Dissertation defense next Wednesday

Ph.D. dissertation defense
Ph.D. dissertation defense

Wei Sun's Ph.D. dissertation defense, "Automated Testing Of Network Protocol Implementations Under Packet Dynamics," will be next Wednesday, Nov. 22 at 10 a.m. in room 112 of the Schorr Center.

Committee Members: Dr. Lisong Xu (Advisor) and Dr. Sebastian Elbaum (Co-Advisor)
Dr. Massimiliano Pierobon and Dr. Wei Qiao

Abstract:
Network protocols are an essential component of the Internet, and they must be implemented correctly. However, the implementations of network protocols are difficult to test, especially under the large space of potential behaviors introduced by packet dynamics. This is because there are a prohibitively large number of packet dynamics possibilities, and many faults are revealed only in low-probability corner cases, such as those with a specific packet delay, packet ordering, packet loss, or with a certain number of packets. 

In this effort, we first propose a symbolic execution approach that leverages an advanced technique from the software engineering community called symbolic execution to find the equivalence classes of packet dynamics that lead to exactly the same behavior, in order to efficiently check the large space of potential behaviors introduced by packet dynamics. Our proposed symbolic execution approach avoids redundantly testing equivalent behaviors, and instead spends testing resources on packet dynamics that lead to distinct and potentially buggy behaviors. Our experiments show that the symbolic execution approach can achieve significantly higher packet dynamics coverage than the commonly used random testing approach. However, the symbolic execution approach does not scale well due to the path explosion problem. To address this issue, we propose two unique domain-specific heuristics driven by network protocol properties instead of general code properties, in order to improve the cost-effectiveness of the symbolic execution approach. Our experiment results show that our proposed domain-specific heuristics significantly improve the cost-effectiveness of the symbolic execution approach for transport protocols, detecting three times as many faults as the one without the heuristics when the testing budget is in the range of minutes and hours. 

Considering that random testing is widely used in the industry, due to its simplicity and low cost, to better understand and improve current random testing in the context of packet dynamics, we conduct an extensive study on the fault-detection capabilities of different models of random packet dynamics.

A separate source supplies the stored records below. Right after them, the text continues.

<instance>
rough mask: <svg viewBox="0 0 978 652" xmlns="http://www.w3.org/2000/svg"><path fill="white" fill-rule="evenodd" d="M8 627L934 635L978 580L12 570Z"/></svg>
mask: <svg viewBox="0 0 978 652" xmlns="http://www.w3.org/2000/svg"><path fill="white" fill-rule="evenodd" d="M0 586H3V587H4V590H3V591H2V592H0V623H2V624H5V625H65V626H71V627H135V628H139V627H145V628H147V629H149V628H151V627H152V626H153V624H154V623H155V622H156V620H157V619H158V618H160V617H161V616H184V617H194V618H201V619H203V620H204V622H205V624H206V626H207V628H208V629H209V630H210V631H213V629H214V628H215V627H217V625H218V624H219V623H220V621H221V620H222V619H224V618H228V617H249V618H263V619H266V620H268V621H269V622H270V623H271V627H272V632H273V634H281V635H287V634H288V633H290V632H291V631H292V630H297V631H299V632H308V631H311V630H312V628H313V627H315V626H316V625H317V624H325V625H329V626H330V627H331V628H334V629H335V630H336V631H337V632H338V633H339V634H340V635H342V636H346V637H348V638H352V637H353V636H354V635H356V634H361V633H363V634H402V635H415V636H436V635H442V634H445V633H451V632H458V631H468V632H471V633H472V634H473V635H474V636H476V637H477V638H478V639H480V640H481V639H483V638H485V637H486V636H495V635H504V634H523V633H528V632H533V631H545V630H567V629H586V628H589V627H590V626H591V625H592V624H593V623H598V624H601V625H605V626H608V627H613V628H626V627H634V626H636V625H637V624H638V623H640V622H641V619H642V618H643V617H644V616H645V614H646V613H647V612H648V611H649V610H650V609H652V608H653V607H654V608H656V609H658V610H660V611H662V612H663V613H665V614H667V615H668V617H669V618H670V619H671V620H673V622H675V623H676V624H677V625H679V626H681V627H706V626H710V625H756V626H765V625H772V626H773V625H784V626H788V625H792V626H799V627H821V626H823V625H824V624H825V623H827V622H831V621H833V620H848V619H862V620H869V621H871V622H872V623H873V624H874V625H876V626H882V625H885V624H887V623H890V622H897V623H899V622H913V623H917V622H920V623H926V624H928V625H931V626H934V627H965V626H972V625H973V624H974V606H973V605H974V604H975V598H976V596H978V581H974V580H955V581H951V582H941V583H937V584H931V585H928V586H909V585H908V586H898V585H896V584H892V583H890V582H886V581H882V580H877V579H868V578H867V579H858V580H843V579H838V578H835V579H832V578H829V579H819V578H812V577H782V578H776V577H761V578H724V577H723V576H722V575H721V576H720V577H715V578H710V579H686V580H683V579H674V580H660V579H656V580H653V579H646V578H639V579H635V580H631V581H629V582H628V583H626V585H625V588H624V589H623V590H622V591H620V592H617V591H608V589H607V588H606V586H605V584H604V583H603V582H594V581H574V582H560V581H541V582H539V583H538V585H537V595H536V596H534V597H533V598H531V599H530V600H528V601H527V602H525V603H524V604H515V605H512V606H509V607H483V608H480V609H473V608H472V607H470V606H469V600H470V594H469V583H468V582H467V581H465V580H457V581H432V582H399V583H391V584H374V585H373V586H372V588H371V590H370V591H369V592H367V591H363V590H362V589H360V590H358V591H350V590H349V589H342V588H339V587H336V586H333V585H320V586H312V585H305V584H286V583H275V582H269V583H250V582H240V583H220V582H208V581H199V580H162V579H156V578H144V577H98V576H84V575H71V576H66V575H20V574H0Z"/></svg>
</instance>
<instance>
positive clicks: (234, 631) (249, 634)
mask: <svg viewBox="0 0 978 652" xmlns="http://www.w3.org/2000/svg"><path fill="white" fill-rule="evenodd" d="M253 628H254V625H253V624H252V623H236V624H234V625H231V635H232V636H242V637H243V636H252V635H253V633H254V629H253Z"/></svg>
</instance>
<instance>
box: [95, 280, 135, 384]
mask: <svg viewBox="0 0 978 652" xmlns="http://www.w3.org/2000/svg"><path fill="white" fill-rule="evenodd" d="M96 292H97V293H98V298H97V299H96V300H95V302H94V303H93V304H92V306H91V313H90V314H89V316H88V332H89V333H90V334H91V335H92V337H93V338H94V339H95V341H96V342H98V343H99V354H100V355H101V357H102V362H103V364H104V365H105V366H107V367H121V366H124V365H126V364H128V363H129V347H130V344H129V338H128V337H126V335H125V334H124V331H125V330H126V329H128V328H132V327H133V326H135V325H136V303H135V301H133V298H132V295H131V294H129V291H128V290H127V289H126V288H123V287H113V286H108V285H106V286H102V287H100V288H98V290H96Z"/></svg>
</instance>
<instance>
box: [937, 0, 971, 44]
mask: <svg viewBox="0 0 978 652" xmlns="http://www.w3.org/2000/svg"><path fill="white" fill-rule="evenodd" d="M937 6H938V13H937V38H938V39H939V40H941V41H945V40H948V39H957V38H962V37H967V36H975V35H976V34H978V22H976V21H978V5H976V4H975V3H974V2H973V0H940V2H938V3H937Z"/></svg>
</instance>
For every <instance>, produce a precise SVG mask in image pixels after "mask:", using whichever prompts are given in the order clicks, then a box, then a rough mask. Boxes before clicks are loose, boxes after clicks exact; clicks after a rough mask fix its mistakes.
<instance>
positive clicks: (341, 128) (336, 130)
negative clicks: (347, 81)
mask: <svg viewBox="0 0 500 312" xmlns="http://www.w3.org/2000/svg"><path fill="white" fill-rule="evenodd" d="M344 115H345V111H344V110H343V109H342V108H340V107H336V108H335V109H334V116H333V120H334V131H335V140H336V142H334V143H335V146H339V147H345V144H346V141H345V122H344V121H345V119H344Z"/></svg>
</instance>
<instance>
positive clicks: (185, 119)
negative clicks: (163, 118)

We find that different models have quite different fault-detection capabilities and some limitations exist in the common realistic models. Our study recommends the inclusion of some unlikely models when testing the correctness of protocol implementations as they may help to quickly detect the otherwise hard-to-detect and potentially consequential faults.

The last contribution of this research is to improve current TCP congestion control testing. Current common testing practices on congestion control algorithms are inefficient in detecting potential issues due to the prohibitively large space of network environments. To solve the challenge, we propose an automated and efficient approach based on feedback-directed random testing, called ACT. For a congestion control algorithm, ACT automatically tests the algorithm without requiring expert knowledge as manual testing, and efficiently tests different algorithm behaviors as directed by the algorithm state space. Our Linux experiments show that ACT can test much more different congestion control algorithm behaviors than both traditional manual testing and undirected random parameter selection. Additionally, we propose a novel scalable testing method, called SCCT. Different from ACT that randomly tests the whole TCP system and looks for congestion control related faults in any part of TCP, SCCT systematically tests only the code of a congestion control algorithm and looks for the faults only in the congestion control part of TCP. Impressively, both ACT and SCCT successfully detect multiple faults in Linux congestion control algorithms that have not been reported before. The Linux kernel developers have already fixed some faults based on our findings.